MDS Alert

What Do You Think?

Question: Will Part B sometimes pay for rehab therapy for a patient on hospice?

Answer: "Although it is allowable to provide Part B therapy to hospice patients, I think it's very difficult to meet the Medicare regulatory requirements outside the hospice benefit," says Roshunda Drummond-Dye, JD, associate director of payment policy for the American Physical Therapy Association. "It's totally permissible under the hospice benefit to provide therapy for quality of life. Medicare mandates it under the hospice benefit."

Consultant Beth Carpenter says "it's increasingly become hard for medical reviewers who review charts to believe everything isn't related to the hospice diagnosis. For example, if the person has cancer metastasis and breaks a bone, the medical reviewer will say the fracture is related to the medication the person is receiving or the hospice diagnosis," adds Carpenter, with Beth Carpenter and Associates in Lake Barrington, Ill.

Question: What documentation is required and/or recommended for the MDS 3.0 resident interviews?

"The documentation should include who did the interview, the date, and time -- you can record that in Section Z," says Mary Chiles, RN, RAC-CT, principal of Chiles Healthcare Consulting LLC in Richmond, Va.

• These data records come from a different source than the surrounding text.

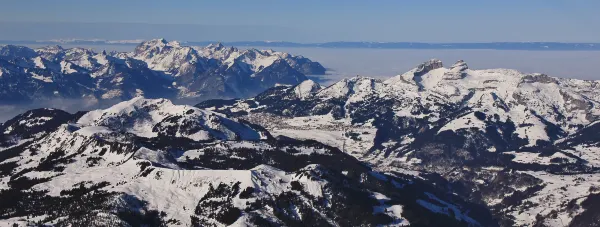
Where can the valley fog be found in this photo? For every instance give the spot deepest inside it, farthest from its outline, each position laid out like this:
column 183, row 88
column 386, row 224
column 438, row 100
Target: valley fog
column 385, row 63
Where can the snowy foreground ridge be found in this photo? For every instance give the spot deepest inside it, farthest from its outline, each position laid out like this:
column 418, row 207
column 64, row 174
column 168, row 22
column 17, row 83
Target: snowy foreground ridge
column 432, row 147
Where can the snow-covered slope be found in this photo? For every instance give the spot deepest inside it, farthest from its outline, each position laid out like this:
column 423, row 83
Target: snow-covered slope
column 497, row 137
column 148, row 162
column 155, row 69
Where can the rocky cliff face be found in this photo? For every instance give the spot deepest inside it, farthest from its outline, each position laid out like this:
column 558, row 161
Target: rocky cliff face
column 150, row 162
column 155, row 69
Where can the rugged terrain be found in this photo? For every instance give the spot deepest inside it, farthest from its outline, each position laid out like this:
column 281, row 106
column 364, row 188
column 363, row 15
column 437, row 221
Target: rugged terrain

"Interviews with the residents are considered source documents when the MDS interview section is completed," says Roberta Reed, RN, MSN, senior consultant with Plante & Moran Clinical Group in Cleveland, Ohio. "If based on staff observations, you question the accuracy of the answers the resident gave, write a progress note addressing the discrepancies and proceed to care plan to meet the resident's needs."

"When the resident answers the item and it is appropriately coded, that is the supportive documentation," agrees Marilyn Mines, RN, BSN, RAC-CT, BC, manager of clinical services for FR&R Healthcare Consulting Inc. in Deerfield, Ill. She does advise documenting the time and date of the interview in the progress notes. "This is especially important for residents whose cognition fluctuates," she adds. Having that documentation can be "helpful for a resident who may present themselves differently in front of a surveyor" than what's coded on the MDS.